Cribl LogStream ‚Äď Docs

Cribl LogStream Documentation

Questions? We'd love to help you! Meet us in #Cribl Community Slack (sign up)
Download entire manual as PDF - v2.3.2

Getting Started Guide

This guide walks you through planning, installing, and configuring a single-instance deployment of Cribl LogStream. You'll capture some realistic sample log data, and then use LogStream's built-in Functions to redact, parse, refine, and shrink the data.

By the end of this guide, you'll have assembled all of LogStream's basic building blocks: a Source, Route, and Pipeline, several Functions, and a Destination. You can complete this tutorial using LogStream's included sample data, without connections to ‚Äď or licenses on ‚Äď any inbound or outbound services.

Assuming a cold start (from initial LogStream download and installation), this guide might take about an hour. But you can work through it in chunks, and LogStream will persist your work between sessions.

ūüĎć

If you've already downloaded, installed, and launched LogStream, skip ahead to Add a Source.

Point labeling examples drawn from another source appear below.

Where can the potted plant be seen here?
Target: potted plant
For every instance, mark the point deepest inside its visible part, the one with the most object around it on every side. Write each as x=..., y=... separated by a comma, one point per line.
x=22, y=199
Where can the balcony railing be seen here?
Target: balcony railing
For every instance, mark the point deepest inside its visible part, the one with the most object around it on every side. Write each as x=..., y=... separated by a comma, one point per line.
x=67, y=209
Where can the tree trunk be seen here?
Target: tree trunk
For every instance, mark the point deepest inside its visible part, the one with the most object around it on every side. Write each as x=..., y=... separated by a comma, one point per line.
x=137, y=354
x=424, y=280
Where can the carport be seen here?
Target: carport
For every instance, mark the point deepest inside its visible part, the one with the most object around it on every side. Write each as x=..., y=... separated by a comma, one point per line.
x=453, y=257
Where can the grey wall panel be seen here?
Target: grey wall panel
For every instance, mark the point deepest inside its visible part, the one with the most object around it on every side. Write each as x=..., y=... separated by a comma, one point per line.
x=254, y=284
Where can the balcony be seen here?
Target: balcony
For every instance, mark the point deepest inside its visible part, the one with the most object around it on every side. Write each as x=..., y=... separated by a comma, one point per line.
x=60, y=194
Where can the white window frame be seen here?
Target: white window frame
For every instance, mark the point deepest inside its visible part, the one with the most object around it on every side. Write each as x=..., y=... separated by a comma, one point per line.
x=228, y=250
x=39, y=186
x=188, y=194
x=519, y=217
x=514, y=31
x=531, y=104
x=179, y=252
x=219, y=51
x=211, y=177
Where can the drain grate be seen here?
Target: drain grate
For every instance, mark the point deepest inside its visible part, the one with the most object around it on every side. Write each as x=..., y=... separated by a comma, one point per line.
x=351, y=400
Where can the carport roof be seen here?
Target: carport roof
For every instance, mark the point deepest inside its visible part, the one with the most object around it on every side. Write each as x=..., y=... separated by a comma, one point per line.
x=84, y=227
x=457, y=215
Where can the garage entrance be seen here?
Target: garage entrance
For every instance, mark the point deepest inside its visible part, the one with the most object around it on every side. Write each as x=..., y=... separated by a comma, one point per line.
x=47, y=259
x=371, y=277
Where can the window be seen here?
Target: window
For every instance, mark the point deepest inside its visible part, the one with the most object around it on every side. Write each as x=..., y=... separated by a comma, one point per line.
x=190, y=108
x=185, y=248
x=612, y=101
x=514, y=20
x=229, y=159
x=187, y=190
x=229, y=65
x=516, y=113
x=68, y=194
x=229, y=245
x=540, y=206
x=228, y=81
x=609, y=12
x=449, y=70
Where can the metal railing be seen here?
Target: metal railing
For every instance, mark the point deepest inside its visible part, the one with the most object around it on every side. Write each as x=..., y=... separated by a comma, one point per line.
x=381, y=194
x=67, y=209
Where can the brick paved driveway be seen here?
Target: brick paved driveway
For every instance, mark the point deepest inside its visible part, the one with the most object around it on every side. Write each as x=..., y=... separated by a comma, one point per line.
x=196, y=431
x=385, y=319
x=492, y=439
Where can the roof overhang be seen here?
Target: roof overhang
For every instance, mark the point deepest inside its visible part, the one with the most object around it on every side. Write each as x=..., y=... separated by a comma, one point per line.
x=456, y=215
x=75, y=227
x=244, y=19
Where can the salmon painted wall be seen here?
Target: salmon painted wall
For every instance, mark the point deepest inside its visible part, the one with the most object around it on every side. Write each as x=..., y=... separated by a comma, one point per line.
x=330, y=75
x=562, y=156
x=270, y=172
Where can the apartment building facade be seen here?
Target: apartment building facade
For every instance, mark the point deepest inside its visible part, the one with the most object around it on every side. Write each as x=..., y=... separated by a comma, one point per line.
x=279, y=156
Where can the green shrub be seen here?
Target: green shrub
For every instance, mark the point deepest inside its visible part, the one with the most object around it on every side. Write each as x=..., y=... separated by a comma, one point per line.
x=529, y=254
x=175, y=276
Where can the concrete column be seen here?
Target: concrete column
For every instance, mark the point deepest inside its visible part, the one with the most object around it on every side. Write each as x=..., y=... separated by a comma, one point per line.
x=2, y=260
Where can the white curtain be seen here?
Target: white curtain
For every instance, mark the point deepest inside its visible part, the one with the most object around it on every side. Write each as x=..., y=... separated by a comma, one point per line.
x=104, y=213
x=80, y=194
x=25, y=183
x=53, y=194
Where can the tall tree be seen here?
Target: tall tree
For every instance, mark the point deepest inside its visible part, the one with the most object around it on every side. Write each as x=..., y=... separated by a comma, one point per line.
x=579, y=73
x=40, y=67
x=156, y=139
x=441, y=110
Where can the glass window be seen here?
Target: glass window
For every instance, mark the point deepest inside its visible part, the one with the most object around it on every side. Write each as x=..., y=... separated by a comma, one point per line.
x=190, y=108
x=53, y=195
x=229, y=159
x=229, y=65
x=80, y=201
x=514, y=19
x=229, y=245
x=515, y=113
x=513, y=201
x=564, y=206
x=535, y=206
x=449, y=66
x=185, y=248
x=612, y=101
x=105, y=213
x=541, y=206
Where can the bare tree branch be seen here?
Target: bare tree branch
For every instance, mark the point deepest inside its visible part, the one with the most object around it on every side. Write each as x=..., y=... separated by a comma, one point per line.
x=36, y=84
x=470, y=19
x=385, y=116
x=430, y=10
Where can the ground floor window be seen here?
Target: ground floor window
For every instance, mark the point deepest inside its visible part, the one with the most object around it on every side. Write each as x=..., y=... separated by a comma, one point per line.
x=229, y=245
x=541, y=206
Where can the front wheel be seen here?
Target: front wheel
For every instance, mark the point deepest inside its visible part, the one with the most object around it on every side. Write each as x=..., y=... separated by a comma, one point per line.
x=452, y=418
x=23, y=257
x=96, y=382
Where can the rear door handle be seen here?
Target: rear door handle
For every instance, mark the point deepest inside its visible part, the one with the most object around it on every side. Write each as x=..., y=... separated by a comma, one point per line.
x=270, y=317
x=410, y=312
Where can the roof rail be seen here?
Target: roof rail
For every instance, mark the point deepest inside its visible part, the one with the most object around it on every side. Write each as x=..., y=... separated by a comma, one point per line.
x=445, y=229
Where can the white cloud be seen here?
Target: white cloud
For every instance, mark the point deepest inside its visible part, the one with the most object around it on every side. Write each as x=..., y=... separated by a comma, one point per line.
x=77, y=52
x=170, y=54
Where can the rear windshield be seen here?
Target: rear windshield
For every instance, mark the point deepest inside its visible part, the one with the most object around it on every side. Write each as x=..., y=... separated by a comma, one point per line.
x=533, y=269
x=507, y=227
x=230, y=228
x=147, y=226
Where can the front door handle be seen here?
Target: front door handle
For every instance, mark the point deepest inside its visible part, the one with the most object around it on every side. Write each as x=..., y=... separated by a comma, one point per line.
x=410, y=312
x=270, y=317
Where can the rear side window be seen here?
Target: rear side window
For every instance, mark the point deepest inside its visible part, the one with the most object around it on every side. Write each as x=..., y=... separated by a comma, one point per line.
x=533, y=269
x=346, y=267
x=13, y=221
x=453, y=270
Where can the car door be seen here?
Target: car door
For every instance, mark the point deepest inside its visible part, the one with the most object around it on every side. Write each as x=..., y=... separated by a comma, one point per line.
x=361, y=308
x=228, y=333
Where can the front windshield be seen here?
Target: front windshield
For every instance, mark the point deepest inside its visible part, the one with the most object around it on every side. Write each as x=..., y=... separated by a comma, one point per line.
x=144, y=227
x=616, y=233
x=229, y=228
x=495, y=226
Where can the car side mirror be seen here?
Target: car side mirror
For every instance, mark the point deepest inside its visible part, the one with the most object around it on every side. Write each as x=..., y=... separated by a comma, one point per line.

Requirements for this Tutorial

The minimum requirements for running this tutorial are the same as for a LogStream production single-instance deployment.

OS

  • Linux: RedHat, CentOS, Ubuntu, Amazon Linux (64bit)

System

  • +4 physical cores = +8 vCPUs; +8GB RAM ‚Äď all beyond your basic OS/VM requirements
  • 5GB free disk space (more if persistent queuing is enabled)

‚ĄĻ

We assume that 1 physical core is equivalent to 2 virtual/hyperthreaded CPUs (vCPUs). For details, see Recommended AWS, Azure, and GCP Instance Types.

Browser Support

  • Firefox 65+, Chrome 70+, Safari 12+, Microsoft Edge

Network Ports

By default, LogStream listens on the following ports:

Component

Default Port

UI default

9000

HTTP Inbound, default

10080

User options

  • Other data ports as required.

You can override these defaults as needed.

Plan for Production

For higher processing volumes, users typically enable LogStream's Distributed Deployment option. While beyond the scope of this tutorial, that option has a few additional requirements, which we list here for planning purposes:

  • Port 4200 must be available on the Master Node for Workers' communications.
  • Git (1.8.3.1 or higher) must be installed on the Master Node, to manage configuration changes.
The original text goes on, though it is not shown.